PARTIES: Ms. P.M. (the Student) v. the School of Graduate Studies (SGS)
Hearing Date(s): May 25, 2016
Committee Members:
Professor Andrew Green, Chair
Professor Hugh Gunz
Mr. Ridwan Olow
Mr. Christopher Lang, Director, and Ms. Krista Osbourne, Administrative Assistant, Appeals, Discipline and Faculty Grievances
For the Student Appellant:
Ms. P.M., the Appellant (“the Student”)
For SGS:
Mr. Robert A. Centa, Counsel
Professor Luc De Nil, Vice Dean, SGS
Ms. Emma Thatcher, Associate Director, Graduate Affairs, SGS
School of Graduate Studies – reinstatement to program – Student failed two courses – personal and familial difficulties – Departmental policy recommends expulsion when students fail two courses – new medical evidence was of too limited a nature to support a finding that the GAAB had been unreasonable – in some cases, it is appropriate for the Committee to take the Student’s actions following the events central to the appeal into account, but here taking the Student’s later successes into account did not affect the reasonability of the GAAB decision – Student’s unsuccessful appeal of one of the failed courses contributed to the reasonability of the GAAB’s decision – appeal dismissed
Appeal from the SGS’s decision to terminate the Student’s registration in her Program. The Student failed two courses in the Department of Civil Engineering, and pursuant to the Department’s policies, the Department recommended that the Student withdraw from the Program and the SGS terminated her registration. The Student appealed the termination to the Graduate Academic Appeals Board. The GAAB dismissed the appeal, noting that despite its sympathy for the Student’s personal and familial difficulties, her failed courses (one of which had been appealed at three levels; see Report #379) justified the Department’s recommendation for termination.

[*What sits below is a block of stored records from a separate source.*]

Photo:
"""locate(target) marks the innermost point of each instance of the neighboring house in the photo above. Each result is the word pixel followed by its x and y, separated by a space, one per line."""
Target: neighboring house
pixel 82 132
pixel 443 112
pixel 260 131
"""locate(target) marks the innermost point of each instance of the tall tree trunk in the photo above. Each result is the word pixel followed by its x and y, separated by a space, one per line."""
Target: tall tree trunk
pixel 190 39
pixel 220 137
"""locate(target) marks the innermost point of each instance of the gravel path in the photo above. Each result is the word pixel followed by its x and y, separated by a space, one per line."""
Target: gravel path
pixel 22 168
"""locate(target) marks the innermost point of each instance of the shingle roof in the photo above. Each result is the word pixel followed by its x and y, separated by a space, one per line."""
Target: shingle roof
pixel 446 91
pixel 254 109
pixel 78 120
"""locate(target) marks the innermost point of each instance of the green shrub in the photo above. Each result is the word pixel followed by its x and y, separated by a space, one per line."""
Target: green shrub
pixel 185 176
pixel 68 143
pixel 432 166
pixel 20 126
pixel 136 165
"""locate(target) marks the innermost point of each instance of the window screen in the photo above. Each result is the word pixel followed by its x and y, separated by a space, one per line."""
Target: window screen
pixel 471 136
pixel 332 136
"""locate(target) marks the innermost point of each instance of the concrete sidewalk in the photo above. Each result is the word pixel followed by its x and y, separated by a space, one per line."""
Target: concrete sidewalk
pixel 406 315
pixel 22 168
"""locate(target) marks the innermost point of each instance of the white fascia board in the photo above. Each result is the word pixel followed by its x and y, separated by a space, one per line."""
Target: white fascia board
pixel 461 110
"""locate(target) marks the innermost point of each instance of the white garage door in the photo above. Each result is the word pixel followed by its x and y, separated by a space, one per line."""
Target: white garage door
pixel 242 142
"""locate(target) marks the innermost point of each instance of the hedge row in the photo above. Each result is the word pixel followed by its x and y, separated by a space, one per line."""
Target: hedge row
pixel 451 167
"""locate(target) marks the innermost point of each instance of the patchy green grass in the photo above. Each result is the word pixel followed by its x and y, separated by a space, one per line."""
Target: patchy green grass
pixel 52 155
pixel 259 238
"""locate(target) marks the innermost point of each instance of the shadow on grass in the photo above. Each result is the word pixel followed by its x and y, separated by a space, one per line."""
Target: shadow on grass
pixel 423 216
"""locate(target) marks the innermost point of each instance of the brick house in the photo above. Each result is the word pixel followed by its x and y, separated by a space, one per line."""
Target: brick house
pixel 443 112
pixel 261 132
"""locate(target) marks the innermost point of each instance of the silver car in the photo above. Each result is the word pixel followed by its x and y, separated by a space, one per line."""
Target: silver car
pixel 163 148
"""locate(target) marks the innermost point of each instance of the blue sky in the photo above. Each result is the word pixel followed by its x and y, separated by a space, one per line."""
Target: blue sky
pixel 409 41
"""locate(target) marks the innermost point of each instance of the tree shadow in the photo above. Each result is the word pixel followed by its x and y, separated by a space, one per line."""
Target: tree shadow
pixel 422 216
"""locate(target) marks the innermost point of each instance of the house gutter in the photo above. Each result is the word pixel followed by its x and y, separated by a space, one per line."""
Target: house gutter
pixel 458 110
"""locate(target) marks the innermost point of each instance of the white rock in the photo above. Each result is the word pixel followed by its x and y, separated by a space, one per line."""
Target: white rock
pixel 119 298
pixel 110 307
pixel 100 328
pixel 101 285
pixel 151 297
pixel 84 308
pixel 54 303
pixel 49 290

The Student then appealed to the Academic Appeals Committee. The Committee emphasized that its role was to decide whether the GAAB decision upholding the termination was reasonable, and not to revisit the failures of the courses themselves. The Student adduced new medical evidence that had not been before the GAAB, but the Committee concluded that neither the SGS nor the GAAB would have come to a different conclusion if they had had this information; because of its limited nature, the new medical evidence did not support a finding that the GAAB decision was unreasonable. The Committee noted that it may, in some cases, be appropriate for the SGS to take into account the performance of a student in courses taken subsequent to the events central to the appeal; a complete exclusion of such information would be unfair to the students and may in some cases lead to an unreasonable termination decision. However, in this case, the Committee concluded that even taking into account the Student’s academic success following her failures the GAAB decision was not unreasonable.
The Committee concluded that the SGS followed a fair process in making its decision, citing the warnings provided to the Student and opportunities she had to provide information to the SGS and to appeal the underlying marks. It was reasonable for the GAAB to uphold the SGS decision based on the fact that the Student was unsuccessful in her appeals related to one of the failed courses and that she did not appeal the second course. Appeal dismissed.